Lake Maggiore - Italy, 3-6 April 2000


Estimation of surface variables at the sub-pixel level for use as input to climate and hydrological models

Jean-Pierre Fortin*,Monique Bernier , Ali El Battay, Yves Gauthier and Richard Turcotte
*INRS-Eau, 2800 rue Einstein, C.P. 7500, Sainte-Foy (Québec) G1V 4C7 Canada
Tel.: (418)-654-2591; Fax: (418)- 654-2600; e-mail: jpf@inrs-eau.uquebec.ca

Paper (pdf file, 238 k)

For hydrological simulation and forecasting, estimation of the spatio-temporal variability of watershed variables like albedo, soil moisture and snow cover is very important. The needed information cannot come uniquely from gound survey data, as the number of sample sites required and the frequenxy of measurements would be prohibitive. Remote sensing can help to find out a solution.

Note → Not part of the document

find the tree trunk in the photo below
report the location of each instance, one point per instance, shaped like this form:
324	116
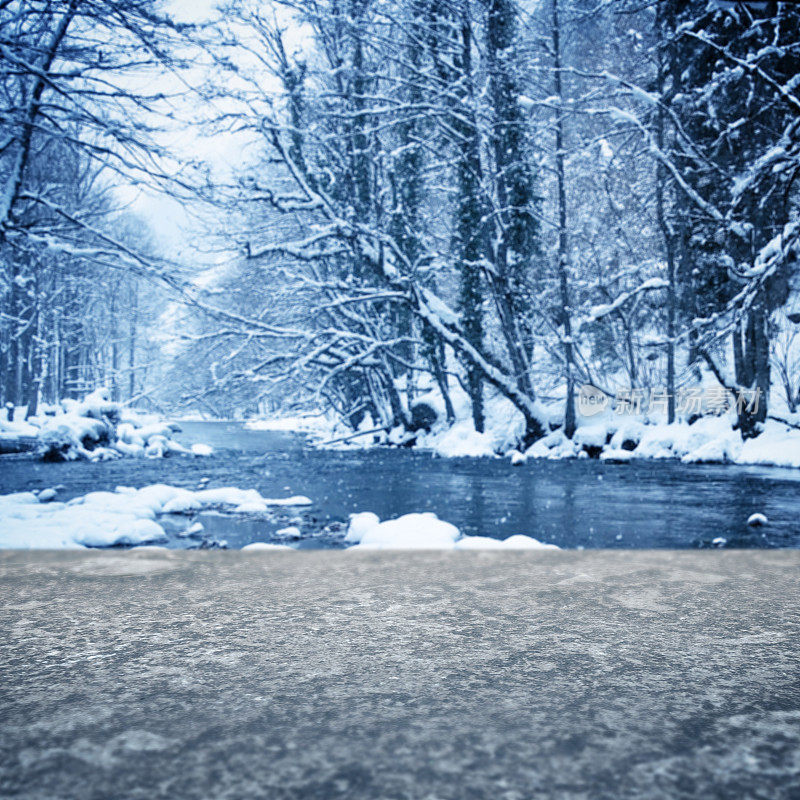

As a new medium resolution but high frequency sensor, having spectral bands in the visible and near infrared,was to be on board the SPOT-4 satellite, together with an enhanced high resolution sensor, we have proposed an investigation having as objectives (a)the estimation at the sub-pixel level of physical variables of the surface, namely the reflectances of each land cover within the pixel, (b) the estimation at the sub-pixel level of the spatial distribution of snow cover and, finally, (c)as accurate as possible registration of the images for multitemporal input into a spatially distributed hydrological model using geocoded data.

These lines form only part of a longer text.